Wiele naszych wątpliwości dotyczących Boga wynika z tego, że nie odróżniamy wiedzy od wiary. To są dwa różne zagadnienia. Jednak wiara nie wyklucza wiedzy, ani wiedza nie wyklucza wiary. Można to przedstawić na prostym przykładzie: wiem, że świeci słońce, jednak człowiek niewidomy musi w to uwierzyć, musi zaufać tym, którzy to widzą. Podobna sytuacja jest z drogowskazami. Same nie są celem naszej wędrówki. Wskazują natomiast drogę, kierunek, w którym należy podążać. Od nas bowiem zależy, czy za drogowskazem chcemy podążać, czy też nie.
Rozważając tę tajemnicę, przyjrzyjmy się historii ks. Bronisława Markiewicza. W pewnym momencie swego życia podważył prawdę o cierpiącym Chrystusie, zanegował istnienie Boga. Znalazł się w labiryncie życia, nie wiedział, która droga prowadzi do celu. Jednak – co było jego osobistym sukcesem – nie zaprzestał poszukiwania prawdy w swoim życiu. A jak pisze św. Augustyn: „Wierzę, aby zrozumieć. Nie chodź na rynek, wejdź w siebie, we wnętrzu człowieka mieszka Prawda. Szczęśliwy jest człowiek, który posiada to, czego chce, a nie chce nic złego”.

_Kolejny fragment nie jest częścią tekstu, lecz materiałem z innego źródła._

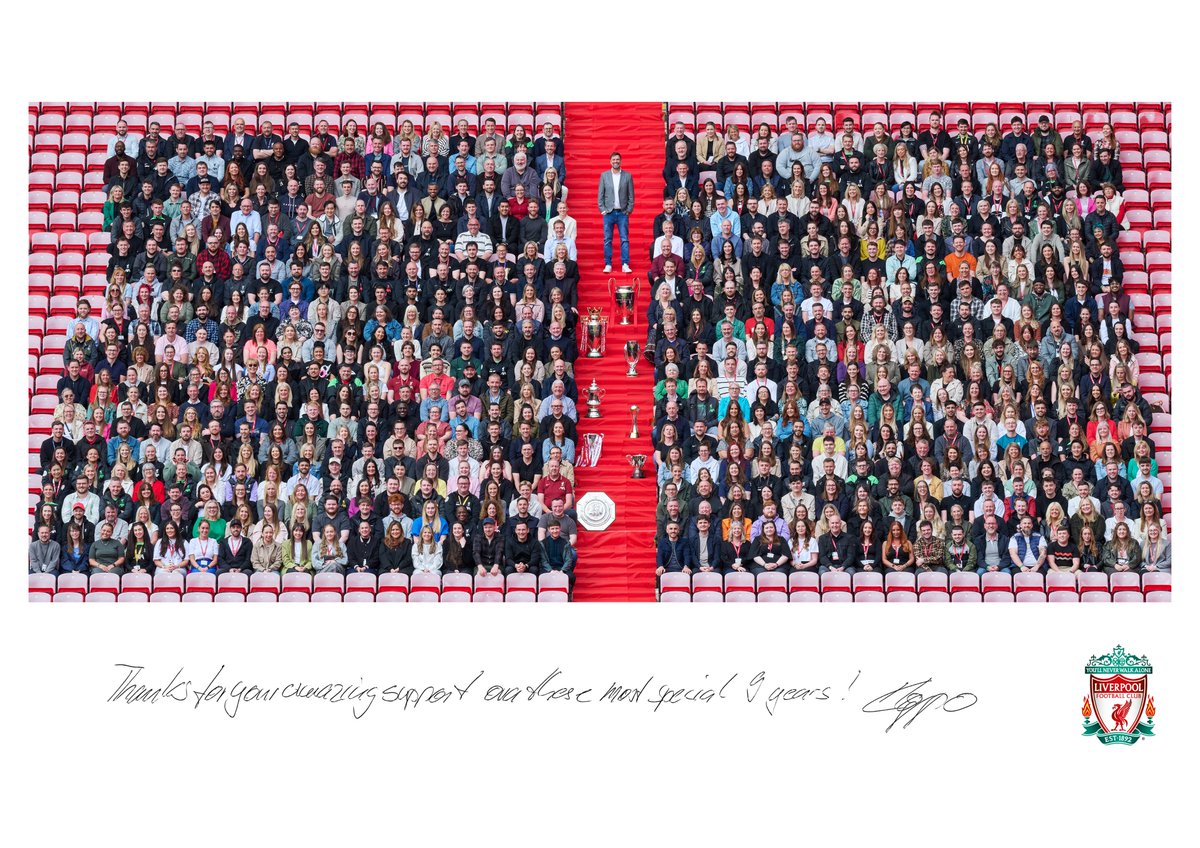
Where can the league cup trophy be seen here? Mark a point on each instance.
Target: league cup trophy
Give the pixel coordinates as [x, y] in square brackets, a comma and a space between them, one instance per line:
[631, 350]
[595, 394]
[624, 298]
[598, 332]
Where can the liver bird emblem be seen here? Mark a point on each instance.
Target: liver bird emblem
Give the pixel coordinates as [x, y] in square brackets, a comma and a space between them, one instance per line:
[1119, 715]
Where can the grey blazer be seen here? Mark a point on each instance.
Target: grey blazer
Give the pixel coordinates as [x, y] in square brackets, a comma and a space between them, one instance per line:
[607, 202]
[43, 559]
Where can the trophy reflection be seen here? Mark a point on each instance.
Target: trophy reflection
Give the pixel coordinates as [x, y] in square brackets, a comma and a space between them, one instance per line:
[636, 461]
[631, 352]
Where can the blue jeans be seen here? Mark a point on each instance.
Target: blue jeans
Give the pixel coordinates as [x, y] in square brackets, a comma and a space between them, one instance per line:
[618, 218]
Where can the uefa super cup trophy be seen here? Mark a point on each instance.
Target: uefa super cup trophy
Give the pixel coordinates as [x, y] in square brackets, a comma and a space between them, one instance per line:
[595, 394]
[631, 352]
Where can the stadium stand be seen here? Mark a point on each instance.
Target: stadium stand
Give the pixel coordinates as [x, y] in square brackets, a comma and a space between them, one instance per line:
[927, 342]
[301, 352]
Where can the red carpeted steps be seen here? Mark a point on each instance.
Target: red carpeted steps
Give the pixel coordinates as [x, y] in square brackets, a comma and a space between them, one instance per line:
[618, 563]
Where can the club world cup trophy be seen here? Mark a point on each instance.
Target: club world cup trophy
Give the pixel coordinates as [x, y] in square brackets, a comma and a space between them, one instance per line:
[624, 295]
[636, 461]
[598, 332]
[595, 394]
[631, 350]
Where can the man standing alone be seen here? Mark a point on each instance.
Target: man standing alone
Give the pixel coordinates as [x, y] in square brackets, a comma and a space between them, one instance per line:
[616, 199]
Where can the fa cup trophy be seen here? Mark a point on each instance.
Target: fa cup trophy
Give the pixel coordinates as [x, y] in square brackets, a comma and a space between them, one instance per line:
[595, 394]
[636, 461]
[598, 332]
[631, 350]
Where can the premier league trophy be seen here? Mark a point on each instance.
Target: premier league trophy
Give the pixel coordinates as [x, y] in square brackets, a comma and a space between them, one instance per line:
[595, 394]
[631, 350]
[598, 332]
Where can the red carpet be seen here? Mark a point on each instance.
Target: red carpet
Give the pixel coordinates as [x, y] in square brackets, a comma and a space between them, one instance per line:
[618, 563]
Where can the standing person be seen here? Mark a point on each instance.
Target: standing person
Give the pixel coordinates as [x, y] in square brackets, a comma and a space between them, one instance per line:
[616, 199]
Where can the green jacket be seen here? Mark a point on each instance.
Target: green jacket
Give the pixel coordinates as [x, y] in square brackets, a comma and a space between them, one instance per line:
[876, 403]
[969, 563]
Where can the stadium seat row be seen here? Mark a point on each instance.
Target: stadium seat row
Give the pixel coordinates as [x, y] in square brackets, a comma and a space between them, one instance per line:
[301, 597]
[741, 596]
[298, 582]
[907, 582]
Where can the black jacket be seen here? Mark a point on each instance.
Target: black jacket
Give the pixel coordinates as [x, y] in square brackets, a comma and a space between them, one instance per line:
[845, 547]
[227, 560]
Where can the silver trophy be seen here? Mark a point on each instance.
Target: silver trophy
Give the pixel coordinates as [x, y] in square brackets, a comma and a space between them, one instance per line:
[631, 350]
[636, 461]
[592, 445]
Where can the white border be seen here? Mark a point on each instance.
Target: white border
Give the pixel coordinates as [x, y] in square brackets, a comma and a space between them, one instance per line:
[1012, 768]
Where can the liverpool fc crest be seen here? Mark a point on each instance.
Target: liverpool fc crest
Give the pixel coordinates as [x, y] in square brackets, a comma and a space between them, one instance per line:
[1117, 708]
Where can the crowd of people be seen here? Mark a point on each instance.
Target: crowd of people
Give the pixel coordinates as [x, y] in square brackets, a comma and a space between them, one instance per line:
[899, 352]
[342, 353]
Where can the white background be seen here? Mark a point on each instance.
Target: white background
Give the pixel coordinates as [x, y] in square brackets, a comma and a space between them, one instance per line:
[1012, 768]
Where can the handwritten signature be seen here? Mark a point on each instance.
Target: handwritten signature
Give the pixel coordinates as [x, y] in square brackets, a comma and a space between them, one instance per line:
[909, 701]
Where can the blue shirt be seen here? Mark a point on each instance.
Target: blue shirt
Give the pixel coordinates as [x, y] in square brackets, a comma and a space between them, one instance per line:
[117, 441]
[715, 220]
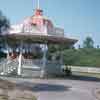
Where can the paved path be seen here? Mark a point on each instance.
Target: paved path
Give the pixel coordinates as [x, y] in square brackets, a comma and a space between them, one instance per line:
[60, 89]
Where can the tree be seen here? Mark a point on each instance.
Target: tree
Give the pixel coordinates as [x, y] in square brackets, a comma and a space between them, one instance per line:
[88, 43]
[4, 23]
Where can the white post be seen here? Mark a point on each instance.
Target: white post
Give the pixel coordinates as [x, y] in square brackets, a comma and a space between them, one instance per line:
[20, 64]
[44, 61]
[38, 4]
[20, 61]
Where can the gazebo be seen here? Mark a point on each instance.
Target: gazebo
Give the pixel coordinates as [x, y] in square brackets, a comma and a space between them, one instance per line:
[36, 29]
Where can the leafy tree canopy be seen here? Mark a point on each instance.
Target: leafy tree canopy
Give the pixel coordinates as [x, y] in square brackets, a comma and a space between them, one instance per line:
[88, 43]
[4, 23]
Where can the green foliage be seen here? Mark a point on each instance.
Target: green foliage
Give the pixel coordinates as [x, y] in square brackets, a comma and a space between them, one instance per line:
[4, 23]
[2, 55]
[82, 57]
[88, 43]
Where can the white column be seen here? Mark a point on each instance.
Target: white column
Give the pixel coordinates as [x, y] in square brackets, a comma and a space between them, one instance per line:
[44, 60]
[20, 64]
[20, 61]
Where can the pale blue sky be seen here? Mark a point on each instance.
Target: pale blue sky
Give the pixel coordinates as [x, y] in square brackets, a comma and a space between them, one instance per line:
[79, 18]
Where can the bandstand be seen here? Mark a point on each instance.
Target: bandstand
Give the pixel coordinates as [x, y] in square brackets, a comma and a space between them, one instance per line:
[36, 29]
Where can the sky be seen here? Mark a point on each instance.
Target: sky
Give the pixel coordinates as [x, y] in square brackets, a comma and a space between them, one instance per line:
[79, 18]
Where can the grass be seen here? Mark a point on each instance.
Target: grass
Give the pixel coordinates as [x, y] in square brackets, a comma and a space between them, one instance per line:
[97, 75]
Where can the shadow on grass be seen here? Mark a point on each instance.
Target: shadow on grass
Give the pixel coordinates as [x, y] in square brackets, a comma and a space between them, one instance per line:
[84, 78]
[42, 87]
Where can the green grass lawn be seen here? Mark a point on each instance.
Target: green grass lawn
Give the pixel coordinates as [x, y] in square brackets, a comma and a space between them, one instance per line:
[87, 74]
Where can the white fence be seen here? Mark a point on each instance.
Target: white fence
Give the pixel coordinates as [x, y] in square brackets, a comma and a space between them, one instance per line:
[85, 69]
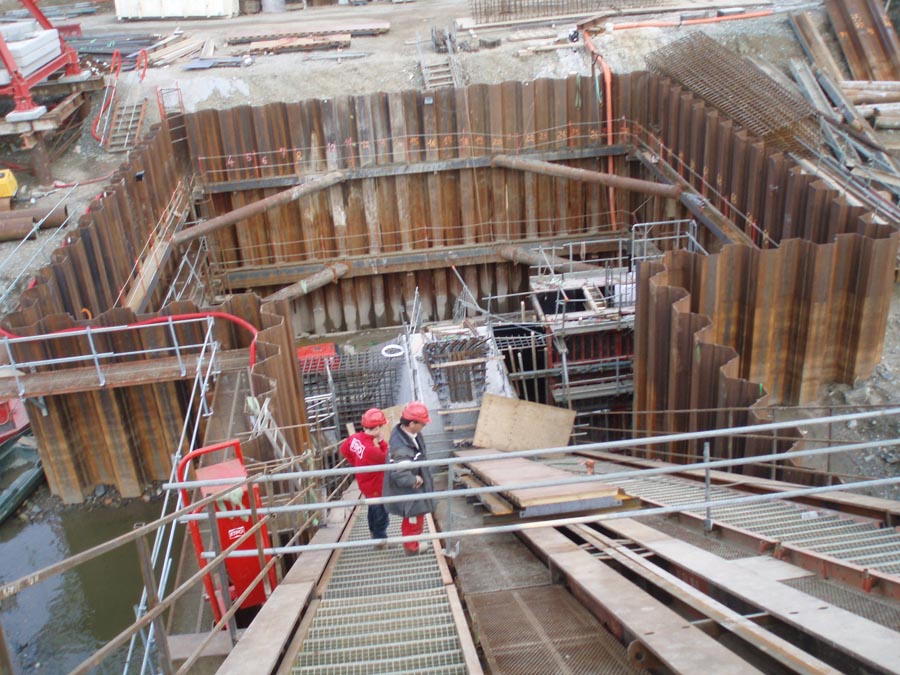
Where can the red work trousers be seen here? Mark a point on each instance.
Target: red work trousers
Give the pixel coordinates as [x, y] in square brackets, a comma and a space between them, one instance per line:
[410, 527]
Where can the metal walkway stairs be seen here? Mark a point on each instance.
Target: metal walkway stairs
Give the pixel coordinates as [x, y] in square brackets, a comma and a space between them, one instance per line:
[125, 128]
[385, 612]
[860, 543]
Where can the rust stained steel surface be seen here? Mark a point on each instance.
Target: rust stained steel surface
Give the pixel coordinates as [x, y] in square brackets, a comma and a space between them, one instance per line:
[621, 182]
[867, 38]
[384, 137]
[747, 325]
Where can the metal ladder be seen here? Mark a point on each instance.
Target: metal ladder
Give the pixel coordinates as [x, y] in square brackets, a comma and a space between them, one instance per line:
[126, 126]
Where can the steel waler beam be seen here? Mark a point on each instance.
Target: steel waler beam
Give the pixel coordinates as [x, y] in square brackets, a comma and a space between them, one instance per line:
[619, 182]
[257, 207]
[523, 256]
[323, 277]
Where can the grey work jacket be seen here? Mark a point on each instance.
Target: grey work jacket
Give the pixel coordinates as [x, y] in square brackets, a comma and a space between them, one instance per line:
[405, 453]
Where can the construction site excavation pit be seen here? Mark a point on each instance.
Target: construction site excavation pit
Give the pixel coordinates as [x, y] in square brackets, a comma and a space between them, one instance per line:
[599, 260]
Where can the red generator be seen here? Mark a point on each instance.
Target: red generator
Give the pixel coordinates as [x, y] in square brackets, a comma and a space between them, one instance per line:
[241, 571]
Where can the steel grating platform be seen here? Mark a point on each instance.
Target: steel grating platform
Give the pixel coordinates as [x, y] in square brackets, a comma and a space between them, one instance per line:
[382, 612]
[842, 537]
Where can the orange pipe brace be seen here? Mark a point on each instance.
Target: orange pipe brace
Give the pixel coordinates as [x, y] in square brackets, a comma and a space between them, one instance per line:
[607, 94]
[692, 22]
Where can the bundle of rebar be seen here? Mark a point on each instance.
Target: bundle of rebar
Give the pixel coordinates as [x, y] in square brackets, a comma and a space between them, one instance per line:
[458, 368]
[739, 89]
[357, 381]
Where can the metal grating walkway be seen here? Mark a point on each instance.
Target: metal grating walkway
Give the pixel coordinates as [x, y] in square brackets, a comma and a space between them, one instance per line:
[861, 543]
[382, 612]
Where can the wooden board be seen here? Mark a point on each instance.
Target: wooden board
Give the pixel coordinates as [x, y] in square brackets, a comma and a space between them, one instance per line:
[520, 470]
[680, 646]
[509, 424]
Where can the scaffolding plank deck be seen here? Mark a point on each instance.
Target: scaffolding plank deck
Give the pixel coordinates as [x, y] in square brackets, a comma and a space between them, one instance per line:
[511, 424]
[629, 608]
[520, 470]
[869, 642]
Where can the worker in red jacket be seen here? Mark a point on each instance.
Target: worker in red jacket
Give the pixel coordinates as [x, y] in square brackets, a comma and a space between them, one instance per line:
[368, 448]
[407, 449]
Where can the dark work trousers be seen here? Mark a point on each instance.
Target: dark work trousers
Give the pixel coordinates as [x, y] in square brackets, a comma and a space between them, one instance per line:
[378, 521]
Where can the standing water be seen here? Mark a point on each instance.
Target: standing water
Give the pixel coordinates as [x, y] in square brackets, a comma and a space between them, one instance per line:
[54, 626]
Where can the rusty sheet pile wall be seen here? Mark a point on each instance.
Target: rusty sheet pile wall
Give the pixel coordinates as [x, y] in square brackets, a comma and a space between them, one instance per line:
[767, 325]
[407, 191]
[124, 437]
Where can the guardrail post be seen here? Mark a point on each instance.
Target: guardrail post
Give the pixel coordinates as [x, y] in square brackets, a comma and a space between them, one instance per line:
[159, 628]
[221, 571]
[5, 661]
[707, 524]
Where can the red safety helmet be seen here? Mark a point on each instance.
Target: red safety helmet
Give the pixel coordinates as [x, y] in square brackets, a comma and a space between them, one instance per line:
[416, 412]
[373, 418]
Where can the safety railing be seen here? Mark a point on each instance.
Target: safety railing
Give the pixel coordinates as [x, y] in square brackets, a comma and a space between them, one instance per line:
[98, 358]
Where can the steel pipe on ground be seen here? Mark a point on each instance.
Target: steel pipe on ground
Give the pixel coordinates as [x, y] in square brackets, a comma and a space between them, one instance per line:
[619, 182]
[248, 210]
[522, 256]
[47, 216]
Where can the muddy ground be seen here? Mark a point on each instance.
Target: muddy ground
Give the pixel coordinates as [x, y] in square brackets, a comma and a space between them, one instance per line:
[391, 63]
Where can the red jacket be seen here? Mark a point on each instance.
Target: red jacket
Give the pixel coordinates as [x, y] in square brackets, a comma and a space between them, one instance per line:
[361, 450]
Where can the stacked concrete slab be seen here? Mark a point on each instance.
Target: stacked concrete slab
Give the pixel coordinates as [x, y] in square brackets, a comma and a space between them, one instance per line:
[31, 46]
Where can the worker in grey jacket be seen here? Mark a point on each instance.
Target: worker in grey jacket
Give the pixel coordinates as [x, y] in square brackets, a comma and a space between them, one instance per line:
[405, 449]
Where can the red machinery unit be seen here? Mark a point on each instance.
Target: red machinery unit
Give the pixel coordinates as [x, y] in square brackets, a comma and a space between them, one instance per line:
[241, 571]
[20, 86]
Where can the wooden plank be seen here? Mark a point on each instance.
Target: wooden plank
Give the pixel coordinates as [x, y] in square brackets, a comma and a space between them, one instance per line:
[778, 648]
[864, 640]
[510, 424]
[182, 646]
[521, 470]
[628, 609]
[147, 371]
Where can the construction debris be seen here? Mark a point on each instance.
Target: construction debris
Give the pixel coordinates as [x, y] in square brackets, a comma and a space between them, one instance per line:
[298, 44]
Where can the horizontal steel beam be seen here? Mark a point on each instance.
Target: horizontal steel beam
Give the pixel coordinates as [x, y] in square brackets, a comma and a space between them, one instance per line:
[310, 186]
[391, 263]
[387, 170]
[323, 277]
[723, 228]
[144, 371]
[571, 173]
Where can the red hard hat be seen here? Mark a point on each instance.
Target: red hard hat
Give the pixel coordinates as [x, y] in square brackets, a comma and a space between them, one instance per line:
[373, 418]
[416, 412]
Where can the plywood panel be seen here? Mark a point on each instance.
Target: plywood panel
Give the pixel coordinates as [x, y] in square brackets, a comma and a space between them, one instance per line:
[510, 424]
[521, 470]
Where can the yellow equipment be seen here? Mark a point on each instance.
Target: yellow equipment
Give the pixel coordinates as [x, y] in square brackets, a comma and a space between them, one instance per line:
[9, 186]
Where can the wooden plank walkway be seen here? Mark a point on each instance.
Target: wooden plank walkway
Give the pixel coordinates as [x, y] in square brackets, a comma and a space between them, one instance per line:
[631, 610]
[581, 496]
[864, 640]
[145, 371]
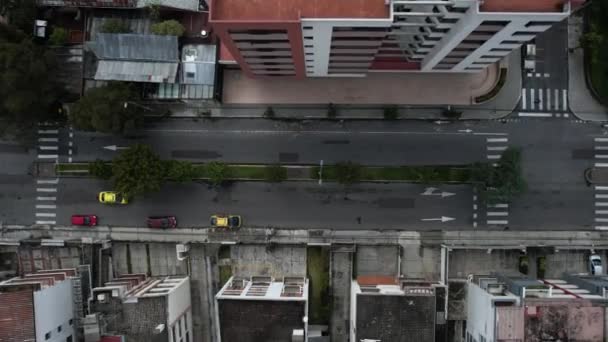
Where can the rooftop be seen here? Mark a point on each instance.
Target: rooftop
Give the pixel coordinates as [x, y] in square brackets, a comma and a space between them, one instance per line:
[293, 10]
[522, 5]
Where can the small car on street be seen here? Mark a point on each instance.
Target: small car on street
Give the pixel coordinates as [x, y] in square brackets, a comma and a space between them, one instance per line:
[84, 220]
[112, 197]
[226, 221]
[162, 222]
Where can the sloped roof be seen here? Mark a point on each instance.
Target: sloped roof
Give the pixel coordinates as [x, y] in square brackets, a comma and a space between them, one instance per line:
[138, 47]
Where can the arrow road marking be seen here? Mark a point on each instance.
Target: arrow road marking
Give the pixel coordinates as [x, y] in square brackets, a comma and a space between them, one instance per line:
[442, 219]
[115, 148]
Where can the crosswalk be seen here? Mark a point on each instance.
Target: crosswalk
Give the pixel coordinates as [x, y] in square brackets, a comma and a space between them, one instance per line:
[544, 100]
[46, 188]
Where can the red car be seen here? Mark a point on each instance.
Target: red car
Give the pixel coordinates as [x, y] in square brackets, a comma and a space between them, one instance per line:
[84, 220]
[162, 222]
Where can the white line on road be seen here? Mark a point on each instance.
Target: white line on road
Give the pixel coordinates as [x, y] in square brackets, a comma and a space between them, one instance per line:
[48, 181]
[46, 214]
[498, 222]
[497, 139]
[48, 156]
[45, 198]
[45, 222]
[535, 114]
[532, 104]
[501, 205]
[46, 206]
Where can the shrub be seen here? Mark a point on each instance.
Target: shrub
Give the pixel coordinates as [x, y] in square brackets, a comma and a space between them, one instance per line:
[332, 112]
[100, 169]
[275, 173]
[391, 113]
[59, 36]
[269, 113]
[114, 25]
[168, 28]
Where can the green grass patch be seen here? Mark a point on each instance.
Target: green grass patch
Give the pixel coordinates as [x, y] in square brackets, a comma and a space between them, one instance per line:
[424, 174]
[317, 269]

Wielu z nas ma dużo pytań i stawia je wprost lub pośrednio. Jednak te wszystkie wątpliwości są ważne, jeżeli odpowiemy na jedno zasadnicze pytanie: co robimy, aby poszukać odpowiedzi? Czy przypadkiem nie jest tak, że przyjęliśmy jakąś doktrynę życiową, aby nie podejmować trudu znalezienia odpowiedzi na nurtujące nas wątpliwości? Być może jest nam z tym dobrze, może tak jest nam łatwiej.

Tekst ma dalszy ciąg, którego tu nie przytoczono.